Four of the five members of the Commonwealth Healthcare Corp. board were dismayed yesterday over what they described as the continued failure of corporation CEO Esther Muña to work with them.
CHCC board chair Joaquin Torres, vice chair Pete Dela Cruz, and trustees Philip Mendiola-Long and Roy Rios criticized the absence of Muña, acting CFO Cora Ada, and director for Medical Affairs Dr. Sherleen Osman from yesterday’s board meeting. The three were marked as “absent.”
The agenda for yesterday’s meeting included a host of items, mostly reports due from management. Among these are the updates on finances, line of credit, unpaid obligations to vendors, and hiring updates.
But to the disappointment of the four board members, Muña opted not to participate in the meeting and requests for her to send representatives were ignored.
“A lot of these reports have been requested for over several months and I am quite disappointed with the continuing failure to produce these reports, which are important information in order for the board to provide proper advice,” said Torres.
Vice chair Dela Cruz said that by the looks of it, there’s no sense of urgency on the part of management to resolve issues at the hospital.

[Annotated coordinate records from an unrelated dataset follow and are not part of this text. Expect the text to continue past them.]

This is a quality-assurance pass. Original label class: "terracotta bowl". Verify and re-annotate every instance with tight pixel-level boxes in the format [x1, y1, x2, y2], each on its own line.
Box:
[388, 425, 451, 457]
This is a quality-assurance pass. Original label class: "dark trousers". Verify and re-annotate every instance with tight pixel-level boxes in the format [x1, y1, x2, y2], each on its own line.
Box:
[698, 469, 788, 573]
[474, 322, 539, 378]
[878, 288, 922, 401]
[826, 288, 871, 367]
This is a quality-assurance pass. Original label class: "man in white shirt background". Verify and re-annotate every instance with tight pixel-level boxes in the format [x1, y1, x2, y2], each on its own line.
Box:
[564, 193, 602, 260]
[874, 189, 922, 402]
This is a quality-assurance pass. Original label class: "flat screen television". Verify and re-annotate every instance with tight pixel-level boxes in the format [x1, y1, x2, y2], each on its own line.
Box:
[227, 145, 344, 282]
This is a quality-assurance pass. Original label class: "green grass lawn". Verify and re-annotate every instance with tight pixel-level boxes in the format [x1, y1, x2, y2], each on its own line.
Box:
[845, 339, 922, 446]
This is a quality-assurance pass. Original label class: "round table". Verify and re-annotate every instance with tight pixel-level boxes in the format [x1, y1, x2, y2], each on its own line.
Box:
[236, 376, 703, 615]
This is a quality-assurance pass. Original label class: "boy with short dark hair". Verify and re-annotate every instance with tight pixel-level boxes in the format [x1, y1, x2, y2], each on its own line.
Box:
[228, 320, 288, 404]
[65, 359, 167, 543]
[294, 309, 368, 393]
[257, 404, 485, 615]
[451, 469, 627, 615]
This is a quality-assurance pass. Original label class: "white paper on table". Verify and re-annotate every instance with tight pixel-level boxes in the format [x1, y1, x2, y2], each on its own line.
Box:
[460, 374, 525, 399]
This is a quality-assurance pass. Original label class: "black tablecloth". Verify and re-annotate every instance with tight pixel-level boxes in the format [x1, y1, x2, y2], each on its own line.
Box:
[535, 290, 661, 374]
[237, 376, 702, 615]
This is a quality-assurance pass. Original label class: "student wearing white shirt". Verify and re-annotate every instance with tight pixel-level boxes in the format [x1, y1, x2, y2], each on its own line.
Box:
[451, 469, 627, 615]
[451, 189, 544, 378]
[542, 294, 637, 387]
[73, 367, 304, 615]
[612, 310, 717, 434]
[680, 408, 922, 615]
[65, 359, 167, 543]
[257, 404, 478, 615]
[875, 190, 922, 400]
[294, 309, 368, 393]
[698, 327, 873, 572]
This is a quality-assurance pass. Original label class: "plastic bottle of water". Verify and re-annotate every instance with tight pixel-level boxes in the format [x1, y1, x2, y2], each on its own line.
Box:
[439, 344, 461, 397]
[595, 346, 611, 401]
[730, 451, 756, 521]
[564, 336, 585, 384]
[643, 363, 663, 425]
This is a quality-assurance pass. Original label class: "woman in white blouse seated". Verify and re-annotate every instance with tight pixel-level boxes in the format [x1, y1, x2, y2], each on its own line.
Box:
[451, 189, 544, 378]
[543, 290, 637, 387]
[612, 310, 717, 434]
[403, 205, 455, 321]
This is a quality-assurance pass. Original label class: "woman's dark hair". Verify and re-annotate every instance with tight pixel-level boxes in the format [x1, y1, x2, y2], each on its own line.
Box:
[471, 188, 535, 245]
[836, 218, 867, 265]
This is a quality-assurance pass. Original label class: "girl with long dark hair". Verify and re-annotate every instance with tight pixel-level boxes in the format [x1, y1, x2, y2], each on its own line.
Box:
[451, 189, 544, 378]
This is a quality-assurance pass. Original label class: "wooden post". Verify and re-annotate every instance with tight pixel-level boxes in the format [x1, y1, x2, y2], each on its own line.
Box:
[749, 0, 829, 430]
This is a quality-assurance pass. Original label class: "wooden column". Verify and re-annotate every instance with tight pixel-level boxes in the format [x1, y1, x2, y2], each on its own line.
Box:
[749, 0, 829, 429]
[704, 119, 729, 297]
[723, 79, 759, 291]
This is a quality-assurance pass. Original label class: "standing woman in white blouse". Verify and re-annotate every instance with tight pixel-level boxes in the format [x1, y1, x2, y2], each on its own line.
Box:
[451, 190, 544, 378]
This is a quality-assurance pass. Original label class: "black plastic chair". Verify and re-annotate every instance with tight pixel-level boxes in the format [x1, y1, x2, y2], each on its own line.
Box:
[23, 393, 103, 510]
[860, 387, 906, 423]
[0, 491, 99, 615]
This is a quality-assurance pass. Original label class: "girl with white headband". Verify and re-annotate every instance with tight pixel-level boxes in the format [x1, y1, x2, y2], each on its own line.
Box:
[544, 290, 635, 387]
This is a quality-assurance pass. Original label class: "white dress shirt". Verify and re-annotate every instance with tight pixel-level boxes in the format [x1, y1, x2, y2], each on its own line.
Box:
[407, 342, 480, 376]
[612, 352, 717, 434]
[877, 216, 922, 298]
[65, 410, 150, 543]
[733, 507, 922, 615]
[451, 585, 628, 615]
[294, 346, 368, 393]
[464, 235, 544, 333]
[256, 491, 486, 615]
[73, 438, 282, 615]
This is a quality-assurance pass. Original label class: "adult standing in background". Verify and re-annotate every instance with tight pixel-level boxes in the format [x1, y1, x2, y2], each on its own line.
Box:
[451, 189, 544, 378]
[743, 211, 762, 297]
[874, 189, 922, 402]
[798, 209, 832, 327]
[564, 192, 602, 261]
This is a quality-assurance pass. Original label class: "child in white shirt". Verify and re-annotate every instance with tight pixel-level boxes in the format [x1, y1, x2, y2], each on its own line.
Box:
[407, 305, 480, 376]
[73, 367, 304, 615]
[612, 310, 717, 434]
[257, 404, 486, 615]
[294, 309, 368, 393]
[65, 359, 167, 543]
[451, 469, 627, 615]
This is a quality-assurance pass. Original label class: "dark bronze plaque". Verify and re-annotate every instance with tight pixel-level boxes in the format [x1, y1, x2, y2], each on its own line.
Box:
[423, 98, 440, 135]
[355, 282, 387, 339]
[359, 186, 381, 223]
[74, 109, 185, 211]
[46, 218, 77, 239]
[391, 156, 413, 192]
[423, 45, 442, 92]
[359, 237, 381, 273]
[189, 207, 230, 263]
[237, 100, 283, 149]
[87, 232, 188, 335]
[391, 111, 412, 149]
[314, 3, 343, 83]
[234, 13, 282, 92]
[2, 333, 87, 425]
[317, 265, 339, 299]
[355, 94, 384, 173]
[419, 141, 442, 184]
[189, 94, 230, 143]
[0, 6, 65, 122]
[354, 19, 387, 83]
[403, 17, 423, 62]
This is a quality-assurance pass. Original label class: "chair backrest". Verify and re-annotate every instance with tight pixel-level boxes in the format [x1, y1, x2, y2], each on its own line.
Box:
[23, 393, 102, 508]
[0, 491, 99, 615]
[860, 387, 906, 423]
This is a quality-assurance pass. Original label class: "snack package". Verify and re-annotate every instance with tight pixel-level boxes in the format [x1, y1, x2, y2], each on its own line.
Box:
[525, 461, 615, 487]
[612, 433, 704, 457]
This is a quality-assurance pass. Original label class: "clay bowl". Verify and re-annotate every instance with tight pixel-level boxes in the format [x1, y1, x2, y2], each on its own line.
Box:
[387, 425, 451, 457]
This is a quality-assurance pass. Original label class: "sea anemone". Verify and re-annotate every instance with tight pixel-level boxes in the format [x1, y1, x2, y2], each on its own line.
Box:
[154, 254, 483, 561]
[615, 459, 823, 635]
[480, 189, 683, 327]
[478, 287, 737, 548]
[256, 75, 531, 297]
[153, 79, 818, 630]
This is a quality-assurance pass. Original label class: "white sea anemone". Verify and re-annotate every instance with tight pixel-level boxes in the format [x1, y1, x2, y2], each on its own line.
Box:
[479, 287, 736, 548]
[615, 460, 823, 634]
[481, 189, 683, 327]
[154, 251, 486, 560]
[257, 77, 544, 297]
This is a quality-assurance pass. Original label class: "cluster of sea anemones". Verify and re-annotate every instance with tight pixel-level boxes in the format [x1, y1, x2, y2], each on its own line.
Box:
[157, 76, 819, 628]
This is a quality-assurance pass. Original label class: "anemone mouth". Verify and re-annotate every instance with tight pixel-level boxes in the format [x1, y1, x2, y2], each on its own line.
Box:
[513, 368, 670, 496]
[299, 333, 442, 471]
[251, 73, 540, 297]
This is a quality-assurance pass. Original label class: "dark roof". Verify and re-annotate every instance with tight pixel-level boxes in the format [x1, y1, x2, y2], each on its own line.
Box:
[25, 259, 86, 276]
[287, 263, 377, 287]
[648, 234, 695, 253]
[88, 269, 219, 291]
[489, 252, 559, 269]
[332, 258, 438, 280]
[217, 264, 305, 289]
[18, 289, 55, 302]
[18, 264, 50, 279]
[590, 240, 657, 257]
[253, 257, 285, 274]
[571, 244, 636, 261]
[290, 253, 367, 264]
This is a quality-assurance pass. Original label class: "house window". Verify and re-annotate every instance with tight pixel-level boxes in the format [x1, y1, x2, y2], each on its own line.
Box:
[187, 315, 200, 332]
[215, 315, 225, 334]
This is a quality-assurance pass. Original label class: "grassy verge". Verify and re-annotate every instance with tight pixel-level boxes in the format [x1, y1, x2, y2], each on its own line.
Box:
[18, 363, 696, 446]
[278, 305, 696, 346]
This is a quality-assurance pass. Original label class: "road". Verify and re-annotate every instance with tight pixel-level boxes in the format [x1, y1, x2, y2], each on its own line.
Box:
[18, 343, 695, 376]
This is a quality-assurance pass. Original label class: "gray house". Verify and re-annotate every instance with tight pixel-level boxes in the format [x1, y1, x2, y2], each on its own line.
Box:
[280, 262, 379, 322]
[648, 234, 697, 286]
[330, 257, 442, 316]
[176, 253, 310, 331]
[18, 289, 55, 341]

Mendiola-Long said the issue of both the Commonwealth Utilities Corp. and Marianas Public Land Trust are on the “verge of collapse” and warrant immediate action. Without the necessary information from the CEO, there’s nothing the board can do to help find a proper solution, he added.
CUC earlier threatened to disconnect power from the hospital’s non-essential services if it fails to pay in full its monthly billing by June 30.
On the MPLT issue, it was disclosed yesterday that the corporation can’t drawdown from its $4 million line of credit with MPLT until it hires a CFO.
Without pertinent information, Mendiola-Long said “it is almost impossible for us to have strategic planning, much less a budget, if we can’t even create the foundation. We need to make sure the foundation is strong and in order for us to do that, it’s either the CEO coming to us with solution [or] have [the board] offer those solutions for her because that’s our role as an advisory board.”
Mendiola-Long said each trustee was appointed because of their management skills that could help the health agency manage its operations. But without the cooperation of the CEO, there continues to be a disconnect in the organization.
“My point is, it’s glaringly quiet. We see issues on CUC, MPLT, personnel, lawsuits, labor issues…but nothing is being communicated to us in a forward-moving motion,” he added.
Mendiola-Long further expressed frustration over management’s inaction on one issue that, for so long, should have already been addressed.
“I’ve been on the board for three months and we haven’t hired a CFO? It doesn’t make sense to me and I am just blown away by that. On top of that, CUC has come in and given us an ultimatum and we haven’t been called to a meeting to see how we can help,” he said, adding that he gets to know about specific issues only through the media.
The board, he said, needs someone to help through the “process.”
“The process is the critical component here. However, even if we go through the process, if the CEO just determines whether she wants to invoke it or not…what’s the use of the process? I am really confused on what our role is and what we’re supposed to do here. I feel like it’s just saying, ‘Shut up until you are asked for your opinion here,’” added Mendiola-Long on the role of the advisory board.
He admitted that he had plans of resigning as a trustee.
“I just got off the phone with the AG and I basically said I am not comfortable here anymore. I am to the point of resigning…that’s how bad this is here. I was being asked to hold a fiduciary role yet I am serving with members that say they have no decision-making authority in the process. The only reason I continue to stay on is because I see how bad it is and I know I can contribute something,” he said.